# A basic training loop

## From the last notebook...

In [43]:
import pickle, gzip, torch, math, numpy as np, torch.nn.functional as F
from pathlib import Path
from IPython.core.debugger import set_trace
from torch import nn, optim
from torch.utils.data import TensorDataset, DataLoader

In [44]:
DATA_PATH = Path('data')
PATH = DATA_PATH/'mnist'

with gzip.open(PATH/'mnist.pkl.gz', 'rb') as f:
    ((x_train, y_train), (x_valid, y_valid), _) = pickle.load(f, encoding='latin-1')

x_train,y_train,x_valid,y_valid = map(torch.tensor, (x_train,y_train,x_valid,y_valid))
x_train.min(),x_train.max()

(tensor(0.), tensor(0.9961))

In [45]:
bs=64
epochs = 2
lr=0.2

In [46]:
train_ds = TensorDataset(x_train, y_train)
valid_ds = TensorDataset(x_valid, y_valid)

In [82]:
def loss_batch(model, xb, yb, loss_fn, opt=None):
    loss = loss_fn(model(xb), yb)

    if opt is not None:
        loss.backward()
        opt.step()
        opt.zero_grad()
        
    return loss.item(), len(xb)

def fit(epochs, model, loss_fn, opt, train_dl, valid_dl):
    for epoch in range(epochs):
        model.train()
        for xb,yb in train_dl: loss_batch(model, xb, yb, loss_fn, opt)

        model.eval()
        with torch.no_grad():
            losses,nums = zip(*[loss_batch(model, xb, yb, loss_fn)
                                for xb,yb in valid_dl])
        val_loss = np.sum(np.multiply(losses,nums)) / np.sum(nums)

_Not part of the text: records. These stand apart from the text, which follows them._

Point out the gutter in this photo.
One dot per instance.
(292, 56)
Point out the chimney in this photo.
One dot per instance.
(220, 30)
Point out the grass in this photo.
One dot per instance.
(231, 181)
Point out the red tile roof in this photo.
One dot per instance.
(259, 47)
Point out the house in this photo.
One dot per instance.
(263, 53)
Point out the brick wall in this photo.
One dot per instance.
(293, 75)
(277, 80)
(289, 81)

        print(epoch, val_loss)

In [48]:
class Lambda(nn.Module):
    def __init__(self, func):
        super().__init__()
        self.func=func
        
    def forward(self, x): return self.func(x)

## Simplify nn.Sequential layers

In [49]:
def ResizeBatch(*size): return Lambda(lambda x: x.view((-1,)+size))
def Flatten(): return Lambda(lambda x: x.view((x.size(0), -1)))
def PoolFlatten(): return nn.Sequential(nn.AdaptiveAvgPool2d(1), Flatten())

In [50]:
model = nn.Sequential(
    ResizeBatch(1,28,28),
    nn.Conv2d(1,  16, kernel_size=3, stride=2, padding=1), nn.ReLU(),
    nn.Conv2d(16, 16, kernel_size=3, stride=2, padding=1), nn.ReLU(),
    nn.Conv2d(16, 10, kernel_size=3, stride=2, padding=1), nn.ReLU(),
    PoolFlatten()
)

In [51]:
def get_data(train_ds, valid_ds, bs):
    return (DataLoader(train_ds, batch_size=bs, shuffle=True),
            DataLoader(valid_ds, batch_size=bs*2))

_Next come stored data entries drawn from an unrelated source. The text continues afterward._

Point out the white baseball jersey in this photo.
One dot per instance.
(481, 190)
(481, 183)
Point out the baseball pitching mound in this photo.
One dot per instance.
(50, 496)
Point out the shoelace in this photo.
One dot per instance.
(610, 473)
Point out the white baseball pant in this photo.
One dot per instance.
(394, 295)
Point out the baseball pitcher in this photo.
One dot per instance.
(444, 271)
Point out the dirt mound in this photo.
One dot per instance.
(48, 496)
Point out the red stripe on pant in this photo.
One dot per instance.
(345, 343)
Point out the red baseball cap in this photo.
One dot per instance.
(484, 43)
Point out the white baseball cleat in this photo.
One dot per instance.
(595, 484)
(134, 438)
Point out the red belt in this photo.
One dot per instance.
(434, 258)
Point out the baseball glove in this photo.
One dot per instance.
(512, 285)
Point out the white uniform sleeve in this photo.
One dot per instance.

train_dl,valid_dl = get_data(train_ds, valid_ds, bs)

In [52]:
loss_fn = F.cross_entropy

In [53]:
opt = optim.SGD(model.parameters(), lr=lr)

In [54]:
loss_fn(model(x_valid[0:bs]), y_valid[0:bs])

tensor(2.3035, grad_fn=<NllLossBackward>)

In [14]:
fit(epochs, model, loss_fn, opt, train_dl, valid_dl)

0 0.968078899383545
1 1.1741710505485534


## Transformations; refactor network

In [55]:
def mnist2image(b): return b[0].view(-1,1,28,28), b[1]

In [56]:
from collections import Iterable
from functools import reduce

def is_listy(x): return isinstance(x, (list,tuple))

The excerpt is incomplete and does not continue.